Not very much in tax terms but probably more than £950 a day in money terms.
Mr Mustard's accountants Moore Stephens, who help him to keep his records absolutely straight, and as a former Tax Officer Higher Grade in the Inland Revenue he wouldn't have it any other way, have just sent him details of a recent court case. It concerns the tax treatment of car valeters and they were found by the Supreme court to be employees regardless of what their Contracts of employment said. You can read the story here on the Moore Stephens website ( they are very good accountants ) and for your convenience Mr Mustard has reprinted the text below.
Sub-contractor or employee?Published 17 August 2011
A recent Supreme Court decision has highlighted the need for employers to check that the sub-contractors they use really are sub-contractors, not employees – and this judgment must be based on the reality of the situation, rather than purely the contractual terms. Otherwise, businesses wrongly treating individuals as sub-contractors could incur unwelcome tax liabilities.
The case involved Autoclenz, a provider of car-cleaning services to motor retailers and auctioneers. Car valeters working for the company signed contracts which contained statements to the effect that they were self-employed and they were taxed on this basis. However, the car valeters subsequently claimed that they were ‘workers’ within the meaning of the National Minimum Wage Regulations 1999 (NMWR) and the Working Time Regulations 1998, and that consequently they were entitled to holiday pay and to be paid in accordance with the NMWR.

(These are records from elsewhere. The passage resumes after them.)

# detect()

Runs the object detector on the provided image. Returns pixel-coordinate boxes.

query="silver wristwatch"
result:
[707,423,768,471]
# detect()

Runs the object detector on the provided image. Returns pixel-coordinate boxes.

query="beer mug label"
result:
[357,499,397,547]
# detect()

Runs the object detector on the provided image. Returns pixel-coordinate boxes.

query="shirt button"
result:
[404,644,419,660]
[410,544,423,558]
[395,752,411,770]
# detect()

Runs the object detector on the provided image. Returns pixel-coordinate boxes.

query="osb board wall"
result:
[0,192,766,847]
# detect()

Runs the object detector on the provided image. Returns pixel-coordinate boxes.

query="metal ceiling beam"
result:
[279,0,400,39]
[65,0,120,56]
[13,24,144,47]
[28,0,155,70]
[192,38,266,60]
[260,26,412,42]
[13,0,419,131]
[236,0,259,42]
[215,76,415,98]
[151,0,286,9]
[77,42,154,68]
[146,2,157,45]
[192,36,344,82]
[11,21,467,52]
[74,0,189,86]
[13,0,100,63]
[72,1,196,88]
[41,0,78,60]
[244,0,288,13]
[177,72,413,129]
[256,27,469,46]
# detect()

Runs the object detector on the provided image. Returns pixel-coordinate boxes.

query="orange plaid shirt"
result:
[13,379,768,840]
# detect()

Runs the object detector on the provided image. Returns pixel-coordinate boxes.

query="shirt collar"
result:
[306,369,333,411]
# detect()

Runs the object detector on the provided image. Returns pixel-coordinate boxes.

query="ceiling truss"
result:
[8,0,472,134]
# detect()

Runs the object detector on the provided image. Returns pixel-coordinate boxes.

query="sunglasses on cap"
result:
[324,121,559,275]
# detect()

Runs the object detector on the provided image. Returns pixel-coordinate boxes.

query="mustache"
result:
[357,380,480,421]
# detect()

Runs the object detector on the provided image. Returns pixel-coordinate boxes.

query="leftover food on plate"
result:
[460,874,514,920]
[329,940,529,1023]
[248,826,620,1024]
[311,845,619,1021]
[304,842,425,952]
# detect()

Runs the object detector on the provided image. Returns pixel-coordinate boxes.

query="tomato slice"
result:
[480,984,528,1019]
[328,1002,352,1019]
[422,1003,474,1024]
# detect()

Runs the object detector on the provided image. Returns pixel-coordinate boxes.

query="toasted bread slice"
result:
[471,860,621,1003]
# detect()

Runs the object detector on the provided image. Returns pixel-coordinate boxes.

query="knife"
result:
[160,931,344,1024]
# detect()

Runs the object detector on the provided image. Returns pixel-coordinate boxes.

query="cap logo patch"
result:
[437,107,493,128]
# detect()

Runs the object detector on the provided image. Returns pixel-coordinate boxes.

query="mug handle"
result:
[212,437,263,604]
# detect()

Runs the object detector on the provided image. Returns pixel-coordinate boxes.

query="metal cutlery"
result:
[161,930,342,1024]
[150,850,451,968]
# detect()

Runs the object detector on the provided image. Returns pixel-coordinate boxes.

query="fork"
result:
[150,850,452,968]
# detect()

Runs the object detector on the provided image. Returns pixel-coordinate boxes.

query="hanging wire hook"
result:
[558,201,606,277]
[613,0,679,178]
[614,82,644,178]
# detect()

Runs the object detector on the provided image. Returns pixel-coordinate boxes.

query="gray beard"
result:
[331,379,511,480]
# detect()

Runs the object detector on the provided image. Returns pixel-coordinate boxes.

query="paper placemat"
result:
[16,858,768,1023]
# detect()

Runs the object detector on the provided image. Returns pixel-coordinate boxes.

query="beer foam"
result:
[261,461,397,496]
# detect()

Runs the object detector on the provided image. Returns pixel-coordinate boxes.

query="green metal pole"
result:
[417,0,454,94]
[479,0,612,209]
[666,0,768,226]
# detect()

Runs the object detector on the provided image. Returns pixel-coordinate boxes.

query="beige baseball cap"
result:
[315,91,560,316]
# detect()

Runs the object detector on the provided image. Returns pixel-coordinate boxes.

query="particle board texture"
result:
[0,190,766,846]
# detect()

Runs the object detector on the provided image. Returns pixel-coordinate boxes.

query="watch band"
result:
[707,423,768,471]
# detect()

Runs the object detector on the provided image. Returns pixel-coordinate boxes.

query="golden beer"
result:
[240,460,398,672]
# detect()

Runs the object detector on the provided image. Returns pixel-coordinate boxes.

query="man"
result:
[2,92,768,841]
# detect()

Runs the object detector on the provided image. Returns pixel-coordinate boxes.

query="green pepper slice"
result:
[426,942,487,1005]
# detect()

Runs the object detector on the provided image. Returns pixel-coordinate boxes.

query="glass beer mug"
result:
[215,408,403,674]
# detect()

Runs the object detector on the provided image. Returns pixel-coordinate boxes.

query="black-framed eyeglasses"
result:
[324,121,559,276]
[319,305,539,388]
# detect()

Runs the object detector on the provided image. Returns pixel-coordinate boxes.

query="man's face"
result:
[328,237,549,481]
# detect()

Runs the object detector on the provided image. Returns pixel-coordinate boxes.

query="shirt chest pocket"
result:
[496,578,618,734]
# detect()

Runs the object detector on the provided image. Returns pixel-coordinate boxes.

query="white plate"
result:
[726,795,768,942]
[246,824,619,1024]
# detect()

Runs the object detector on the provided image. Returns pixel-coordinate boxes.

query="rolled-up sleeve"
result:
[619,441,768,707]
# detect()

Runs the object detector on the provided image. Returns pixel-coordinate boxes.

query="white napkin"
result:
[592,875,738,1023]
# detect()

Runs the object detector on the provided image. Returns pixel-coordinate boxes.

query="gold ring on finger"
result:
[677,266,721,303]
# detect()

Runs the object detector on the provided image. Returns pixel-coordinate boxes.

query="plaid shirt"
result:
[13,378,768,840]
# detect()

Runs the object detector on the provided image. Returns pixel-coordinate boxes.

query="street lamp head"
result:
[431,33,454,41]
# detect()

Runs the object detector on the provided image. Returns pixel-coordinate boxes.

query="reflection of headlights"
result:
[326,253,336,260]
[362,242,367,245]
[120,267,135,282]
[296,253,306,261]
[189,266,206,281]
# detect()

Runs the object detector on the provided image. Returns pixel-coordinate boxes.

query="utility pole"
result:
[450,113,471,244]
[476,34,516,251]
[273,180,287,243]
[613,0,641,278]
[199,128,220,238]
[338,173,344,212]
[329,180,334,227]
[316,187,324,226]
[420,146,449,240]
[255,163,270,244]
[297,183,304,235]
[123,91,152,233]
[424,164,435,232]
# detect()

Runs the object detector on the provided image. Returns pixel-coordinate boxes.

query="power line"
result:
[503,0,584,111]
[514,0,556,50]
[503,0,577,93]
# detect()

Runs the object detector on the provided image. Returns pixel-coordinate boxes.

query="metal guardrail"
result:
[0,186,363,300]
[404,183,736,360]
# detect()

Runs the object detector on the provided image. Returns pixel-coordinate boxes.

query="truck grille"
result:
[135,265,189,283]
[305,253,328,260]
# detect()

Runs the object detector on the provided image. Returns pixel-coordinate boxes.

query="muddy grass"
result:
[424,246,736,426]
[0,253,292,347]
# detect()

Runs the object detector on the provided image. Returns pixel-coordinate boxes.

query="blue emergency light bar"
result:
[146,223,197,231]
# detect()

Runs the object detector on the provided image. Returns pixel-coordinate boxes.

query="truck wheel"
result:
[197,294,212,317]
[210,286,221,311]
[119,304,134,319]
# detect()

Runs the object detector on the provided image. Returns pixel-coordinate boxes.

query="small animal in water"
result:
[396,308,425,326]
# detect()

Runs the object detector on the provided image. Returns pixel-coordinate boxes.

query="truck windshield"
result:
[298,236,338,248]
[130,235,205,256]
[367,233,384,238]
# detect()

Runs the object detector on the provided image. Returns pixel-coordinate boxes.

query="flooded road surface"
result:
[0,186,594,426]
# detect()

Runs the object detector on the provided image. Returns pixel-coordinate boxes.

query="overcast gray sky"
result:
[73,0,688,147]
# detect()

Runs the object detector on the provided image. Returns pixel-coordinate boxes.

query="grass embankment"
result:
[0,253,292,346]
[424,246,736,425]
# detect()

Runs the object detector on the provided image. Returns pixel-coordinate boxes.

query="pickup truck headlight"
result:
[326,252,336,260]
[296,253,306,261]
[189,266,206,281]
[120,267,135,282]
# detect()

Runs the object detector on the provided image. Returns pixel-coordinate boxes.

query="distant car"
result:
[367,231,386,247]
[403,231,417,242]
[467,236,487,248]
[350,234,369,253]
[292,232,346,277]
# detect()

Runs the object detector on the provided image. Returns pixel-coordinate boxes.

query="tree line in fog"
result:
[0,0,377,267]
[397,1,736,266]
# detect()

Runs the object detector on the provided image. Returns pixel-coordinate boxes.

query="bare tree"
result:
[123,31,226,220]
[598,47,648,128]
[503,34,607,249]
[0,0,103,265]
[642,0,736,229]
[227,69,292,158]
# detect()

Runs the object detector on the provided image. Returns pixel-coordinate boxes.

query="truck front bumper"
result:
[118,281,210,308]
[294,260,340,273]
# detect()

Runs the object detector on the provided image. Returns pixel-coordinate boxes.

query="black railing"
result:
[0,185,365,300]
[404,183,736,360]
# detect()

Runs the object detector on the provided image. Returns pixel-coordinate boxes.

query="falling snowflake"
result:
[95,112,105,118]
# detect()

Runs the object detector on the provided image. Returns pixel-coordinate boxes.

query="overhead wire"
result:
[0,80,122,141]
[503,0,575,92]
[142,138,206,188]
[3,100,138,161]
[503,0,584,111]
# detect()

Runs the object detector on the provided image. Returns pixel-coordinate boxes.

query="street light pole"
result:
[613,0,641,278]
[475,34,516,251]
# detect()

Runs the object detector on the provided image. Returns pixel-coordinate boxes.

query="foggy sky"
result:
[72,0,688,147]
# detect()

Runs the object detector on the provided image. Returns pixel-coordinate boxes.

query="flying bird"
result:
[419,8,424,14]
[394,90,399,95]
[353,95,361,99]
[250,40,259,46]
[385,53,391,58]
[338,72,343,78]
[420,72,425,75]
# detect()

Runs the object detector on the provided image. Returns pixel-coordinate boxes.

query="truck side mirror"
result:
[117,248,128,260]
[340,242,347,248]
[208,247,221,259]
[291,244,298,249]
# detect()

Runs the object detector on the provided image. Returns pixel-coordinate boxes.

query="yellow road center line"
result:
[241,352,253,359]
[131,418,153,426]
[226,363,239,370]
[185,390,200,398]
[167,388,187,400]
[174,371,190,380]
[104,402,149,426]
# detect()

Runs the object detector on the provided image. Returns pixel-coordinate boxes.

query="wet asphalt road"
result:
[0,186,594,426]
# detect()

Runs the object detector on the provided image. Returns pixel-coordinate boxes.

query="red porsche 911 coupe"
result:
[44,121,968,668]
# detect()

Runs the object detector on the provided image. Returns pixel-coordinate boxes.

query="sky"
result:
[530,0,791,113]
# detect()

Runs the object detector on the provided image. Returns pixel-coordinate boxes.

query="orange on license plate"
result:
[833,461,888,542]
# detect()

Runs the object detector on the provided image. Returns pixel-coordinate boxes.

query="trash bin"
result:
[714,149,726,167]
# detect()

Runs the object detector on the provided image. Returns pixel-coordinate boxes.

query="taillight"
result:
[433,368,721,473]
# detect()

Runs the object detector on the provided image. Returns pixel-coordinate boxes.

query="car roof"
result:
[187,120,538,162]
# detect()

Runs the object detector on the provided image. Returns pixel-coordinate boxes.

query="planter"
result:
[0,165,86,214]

The contracts included clauses that were inconsistent with a contract of employment. For example, one clause allowed a sub-contractor to engage one or more individuals to carry out the valeting on their behalf (a ‘substitution’ clause) and another provided that the sub-contractor was not obliged to provide services (a ‘no obligations’ clause).
Nevertheless, the Supreme Court upheld the findings of the Employment Tribunal that the car valeters were in fact employees of Autoclenz; it ruled that the contractual terms could be disregarded as they did not reflect the true agreement between the parties – the reality of the situation in practice.
Although the Autoclenz case focuses on pay rates and rights, it has implications for the tax liabilities of businesses as well. Commenting on the decision, Tax Partner Jacquelyn Kimber, explains: “It can be advantageous for a business if an individual is self-employed rather than an employee, particularly in relation to the National Insurance position. However, this Supreme Court case reinforces the point that it is the facts of what actually happens and not just the documentation which determine employment status. Before classifying anybody as self-employed, it is essential to ensure that the facts support the reality. Otherwise, the business could be building up unwelcome future tax liabilities.”
Now if we look inside North London Business Park are there any employees masquerading as self employed contractors? Several, and Mr Mustard knows that the decision making process has been left to managers who know a lot less than an accountant or the Supreme Court about tax.
How can the deputy chief executive Andrew Travers not be an employee? and as a CIPFA qualified accountant he really should know better and set an example.
The interim head of Human Resources, Jacquie McGeachie seems to be allergic to PAYE, and as head of HR ( a position which will hopefully soon be filled by a permanent employee on PAYE ) she too should be setting an example.
Martin Willoughby organises one move after another at NLBP and doesn't appear to have another client. He doesn't supply men, vehicles or materials, just himself. He should be an employee, at least until there is no-one left to move around and then he could be moved himself: home!
Jason Wheatley, the Interim Resourcing, Performance & Talent Manager
Chris Malyon, the Assistant Director Commercial Assurance
Christopher Palmer, the Interim Assistant Director - Communications
are all current or former employees who haven't been treated as employees for tax purposes and really should have been. If senior people in an organisation don't show the highest levels of probity what behaviour can one expect from those at the bottom of the organisation?
How long before HM Customs & Revenue get round to doing an audit and impose a huge fine on Barnet Council which means that more money has to be taken from your pocket dear readers and Mr Mustard's.